Re: Stronger safeguard for archive recovery not to miss data

From: Fujii Masao <masao(dot)fujii(at)oss(dot)nttdata(dot)com>
To: "osumi(dot)takamichi(at)fujitsu(dot)com" <osumi(dot)takamichi(at)fujitsu(dot)com>, 'Kyotaro Horiguchi' <horikyota(dot)ntt(at)gmail(dot)com>
Cc: "david(at)pgmasters(dot)net" <david(at)pgmasters(dot)net>, "pgsql-hackers(at)lists(dot)postgresql(dot)org" <pgsql-hackers(at)lists(dot)postgresql(dot)org>, "laurenz(dot)albe(at)cybertec(dot)at" <laurenz(dot)albe(at)cybertec(dot)at>
Subject: Re: Stronger safeguard for archive recovery not to miss data
Date: 2021-04-05 03:34:53
Message-ID: 8208c4c1-2b09-5a89-18cc-d472bbc5a203@oss.nttdata.com
Views: Raw Message | Whole Thread | Download mbox | Resend email
Thread:
Lists: pgsql-hackers

On 2021/04/04 11:58, osumi(dot)takamichi(at)fujitsu(dot)com wrote:
>> IMO it's better to comment why this server restart is necessary.
>> As far as I understand correctly, this is necessary to ensure the WAL file
>> containing the record about the change of wal_level (to minimal) is archived,
>> so that the subsequent archive recovery will be able to replay it.
> OK, added some comments. Further, I felt the way I wrote this part was not good at all and self-evident
> and developers who read this test would feel uneasy about that point.
> So, a little bit fixed that test so that we can get clearer conviction for wal archive.

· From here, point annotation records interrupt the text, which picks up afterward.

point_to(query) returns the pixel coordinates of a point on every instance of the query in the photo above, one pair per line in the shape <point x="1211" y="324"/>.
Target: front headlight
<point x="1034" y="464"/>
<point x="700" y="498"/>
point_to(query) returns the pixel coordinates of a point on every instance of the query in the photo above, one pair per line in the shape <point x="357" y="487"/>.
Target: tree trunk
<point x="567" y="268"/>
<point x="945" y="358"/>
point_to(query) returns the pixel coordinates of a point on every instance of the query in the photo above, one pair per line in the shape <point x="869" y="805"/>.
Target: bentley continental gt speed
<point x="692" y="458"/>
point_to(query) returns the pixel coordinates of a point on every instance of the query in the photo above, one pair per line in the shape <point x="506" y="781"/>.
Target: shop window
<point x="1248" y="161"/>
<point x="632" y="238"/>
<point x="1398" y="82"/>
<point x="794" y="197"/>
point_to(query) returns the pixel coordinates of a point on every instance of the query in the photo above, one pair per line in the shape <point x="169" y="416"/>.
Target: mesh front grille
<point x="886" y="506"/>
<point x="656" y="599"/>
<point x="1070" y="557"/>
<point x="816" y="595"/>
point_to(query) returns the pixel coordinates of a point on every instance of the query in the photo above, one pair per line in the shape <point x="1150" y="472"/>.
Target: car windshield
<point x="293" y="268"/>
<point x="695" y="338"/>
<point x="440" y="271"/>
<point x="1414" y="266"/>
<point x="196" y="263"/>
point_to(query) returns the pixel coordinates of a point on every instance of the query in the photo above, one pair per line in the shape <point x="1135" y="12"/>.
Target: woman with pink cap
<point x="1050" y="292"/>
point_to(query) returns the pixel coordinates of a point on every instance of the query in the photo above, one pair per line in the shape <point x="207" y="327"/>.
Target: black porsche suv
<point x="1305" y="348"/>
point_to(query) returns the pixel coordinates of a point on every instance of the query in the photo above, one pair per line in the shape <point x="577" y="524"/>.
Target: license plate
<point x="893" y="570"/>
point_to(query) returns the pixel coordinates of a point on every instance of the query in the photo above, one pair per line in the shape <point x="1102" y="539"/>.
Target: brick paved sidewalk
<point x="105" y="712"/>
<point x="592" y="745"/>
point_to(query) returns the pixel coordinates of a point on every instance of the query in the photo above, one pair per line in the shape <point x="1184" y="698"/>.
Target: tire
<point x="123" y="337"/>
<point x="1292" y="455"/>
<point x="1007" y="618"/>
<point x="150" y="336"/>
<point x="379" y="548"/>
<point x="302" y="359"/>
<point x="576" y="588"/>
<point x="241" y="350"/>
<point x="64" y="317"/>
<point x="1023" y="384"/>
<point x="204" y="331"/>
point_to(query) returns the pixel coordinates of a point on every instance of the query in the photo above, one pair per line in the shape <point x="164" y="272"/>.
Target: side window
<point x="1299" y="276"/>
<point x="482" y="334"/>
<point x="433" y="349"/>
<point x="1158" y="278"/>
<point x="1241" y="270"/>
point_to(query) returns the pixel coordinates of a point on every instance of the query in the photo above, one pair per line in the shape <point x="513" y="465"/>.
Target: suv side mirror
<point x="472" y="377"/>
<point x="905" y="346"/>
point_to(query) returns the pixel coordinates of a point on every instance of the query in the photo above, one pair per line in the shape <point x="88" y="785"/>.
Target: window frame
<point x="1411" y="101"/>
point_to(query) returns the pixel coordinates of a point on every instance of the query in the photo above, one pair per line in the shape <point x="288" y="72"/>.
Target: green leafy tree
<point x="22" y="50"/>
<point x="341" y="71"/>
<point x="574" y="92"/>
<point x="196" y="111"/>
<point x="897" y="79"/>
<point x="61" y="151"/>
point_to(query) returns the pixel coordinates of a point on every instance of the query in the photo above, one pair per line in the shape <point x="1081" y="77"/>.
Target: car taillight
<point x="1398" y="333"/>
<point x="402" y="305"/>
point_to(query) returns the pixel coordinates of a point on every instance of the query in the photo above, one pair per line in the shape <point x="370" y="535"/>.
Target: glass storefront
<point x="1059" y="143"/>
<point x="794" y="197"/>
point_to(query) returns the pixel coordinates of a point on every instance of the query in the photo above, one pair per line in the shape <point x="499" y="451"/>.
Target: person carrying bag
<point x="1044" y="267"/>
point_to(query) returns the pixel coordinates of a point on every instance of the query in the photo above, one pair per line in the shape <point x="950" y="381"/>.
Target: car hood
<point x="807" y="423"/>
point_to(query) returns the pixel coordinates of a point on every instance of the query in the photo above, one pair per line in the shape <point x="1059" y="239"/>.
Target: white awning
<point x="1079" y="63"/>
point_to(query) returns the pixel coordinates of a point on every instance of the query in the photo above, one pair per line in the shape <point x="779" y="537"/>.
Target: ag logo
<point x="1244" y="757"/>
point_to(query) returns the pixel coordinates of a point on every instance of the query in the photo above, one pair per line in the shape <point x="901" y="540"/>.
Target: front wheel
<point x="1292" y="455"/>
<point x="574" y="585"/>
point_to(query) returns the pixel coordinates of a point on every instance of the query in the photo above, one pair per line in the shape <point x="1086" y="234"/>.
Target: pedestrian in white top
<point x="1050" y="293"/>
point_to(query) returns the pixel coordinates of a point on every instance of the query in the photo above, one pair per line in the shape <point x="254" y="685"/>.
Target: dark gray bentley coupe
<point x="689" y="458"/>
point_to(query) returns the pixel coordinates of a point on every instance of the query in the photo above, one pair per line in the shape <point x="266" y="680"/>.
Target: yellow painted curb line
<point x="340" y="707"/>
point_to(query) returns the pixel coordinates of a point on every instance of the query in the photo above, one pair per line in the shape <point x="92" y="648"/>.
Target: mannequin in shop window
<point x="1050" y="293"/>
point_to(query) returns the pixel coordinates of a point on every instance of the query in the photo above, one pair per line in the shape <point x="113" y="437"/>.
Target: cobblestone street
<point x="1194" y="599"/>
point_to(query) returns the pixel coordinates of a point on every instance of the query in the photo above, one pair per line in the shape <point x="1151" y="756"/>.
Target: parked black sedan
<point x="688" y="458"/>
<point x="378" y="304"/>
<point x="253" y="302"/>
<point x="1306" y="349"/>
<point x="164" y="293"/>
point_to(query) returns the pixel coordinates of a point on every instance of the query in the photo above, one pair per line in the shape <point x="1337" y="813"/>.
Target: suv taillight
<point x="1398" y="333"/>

LGTM. Thanks for updating the patch!

Attached is the updated version of the patch. I applied the following changes.
Could you review this version? Barring any objection, I'm thinking to
commit this.

+sub check_wal_level
+{
+ my ($target_wal_level, $explanation) = @_;
+
+ is( $node->safe_psql(
+ 'postgres', q{show wal_level}),
+ $target_wal_level,
+ $explanation);

Do we really need this test? This test doesn't seem to be directly related
to the test purpose. It seems to be testing the behavior of the PostgresNode
functions. So I removed this from the patch.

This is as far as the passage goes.